Saturday, March 16, 2019

Kafka Spark Streaming[JSON FILE is processed in spark streaming and load into MYSQL database]

input file:
nameList.json:
--------------
{"id":992,"name":"Herman","city":"Iles","country":"Colombia","Skills":"CVE"},
{"id":993,"name":"Burton","city":"Santo Tomas","country":"Philippines","Skills":"VMware vSphere"},
{"id":994,"name":"Correna","city":"Shirgjan","country":"Albania","Skills":"Wyse"},
{"id":995,"name":"Cathi","city":"Dorūd","country":"Iran","Skills":"SSCP"},
{"id":996,"name":"Lena","city":"Al Judayrah","country":"Palestinian Territory","Skills":"Commercial Kitchen Design"},
{"id":997,"name":"Madalena","city":"Livadiya","country":"Ukraine","Skills":"Software Development"},
{"id":998,"name":"Jo-anne","city":"Khatsyezhyna","country":"Belarus","Skills":"TPD"},
{"id":999,"name":"Georgi","city":"Pasuruan","country":"Indonesia","Skills":"Project Engineering"},
{"id":1000,"name":"Scott","city":"Gyumri","country":"Armenia","Skills":"RHEV"}



start zookeeper:
hadoop@hadoop:/usr/local/kafka$ bin/zookeeper-server-start.sh config/zookeeper.properties 
start kafka server:
hadoop@hadoop:/usr/local/kafka$ bin/kafka-server-start.sh config/server.properties 
bin/kafka-topics.sh --create --topic jsonTopic --partitions 1 --replication-factor 1 --zookeeper localhost:2181

//view the topics available in Kafka Broker
hadoop@hadoop:/usr/local/kafka$  bin/kafka-topics.sh --list --zookeeper localhost:2181
jsonTopic



// create a database and table in MySQL:

hadoop@hadoop:/usr/local/kafka$ sudo mysql;
[sudo] password for hadoop: 
Welcome to the MySQL monitor.  Commands end with ; or \g.
Your MySQL connection id is 4
Server version: 5.7.25-0ubuntu0.18.10.2 (Ubuntu)

Copyright (c) 2000, 2019, Oracle and/or its affiliates. All rights reserved.

Oracle is a registered trademark of Oracle Corporation and/or its
affiliates. Other names may be trademarks of their respective
owners.

Type 'help;' or '\h' for help. Type '\c' to clear the current input statement.

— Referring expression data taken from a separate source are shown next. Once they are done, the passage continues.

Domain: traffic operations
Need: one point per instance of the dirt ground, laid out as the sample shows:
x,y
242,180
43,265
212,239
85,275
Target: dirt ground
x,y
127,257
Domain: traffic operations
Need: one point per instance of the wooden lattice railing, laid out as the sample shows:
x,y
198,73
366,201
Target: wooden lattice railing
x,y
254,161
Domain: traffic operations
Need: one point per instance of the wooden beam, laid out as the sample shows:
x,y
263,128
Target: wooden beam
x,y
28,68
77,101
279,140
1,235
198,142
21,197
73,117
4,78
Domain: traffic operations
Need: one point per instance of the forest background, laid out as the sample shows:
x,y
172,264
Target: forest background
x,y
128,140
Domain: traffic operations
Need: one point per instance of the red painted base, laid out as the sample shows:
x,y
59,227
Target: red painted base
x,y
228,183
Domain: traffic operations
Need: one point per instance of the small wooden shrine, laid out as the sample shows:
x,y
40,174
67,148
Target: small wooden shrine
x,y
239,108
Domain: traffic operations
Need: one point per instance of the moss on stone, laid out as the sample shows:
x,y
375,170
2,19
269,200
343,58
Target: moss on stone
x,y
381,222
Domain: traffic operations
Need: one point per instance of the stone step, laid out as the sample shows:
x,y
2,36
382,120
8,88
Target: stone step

mysql> create database KafkaDB;
Query OK, 1 row affected (0.05 sec)

mysql> use KafkaDB;
Database changed
mysql> create table jsonTable (id int, name varchar(50), city varchar(50), country varchar(50), skills varchar(50));
Query OK, 0 rows affected (0.20 sec)




//Produce reads json file and publish them in kafka topic 
Producer Programming in Scala:
-------------------------------
import java.util.Properties
import org.apache.kafka.clients.producer.{KafkaProducer, ProducerConfig,ProducerRecord}

object JsonPublisherExa {
  def main(args:Array[String]):Unit = {
    val props = new Properties()

    props.put("bootstrap.servers","localhost:9092")
    props.put("acks","all")
    props.put("client.id","ProducerApp")
    props.put("retries","4")
    props.put("batch.size","32768")
    props.put("key.serializer","org.apache.kafka.common.serialization.StringSerializer")
    props.put("value.serializer","org.apache.kafka.common.serialization.StringSerializer")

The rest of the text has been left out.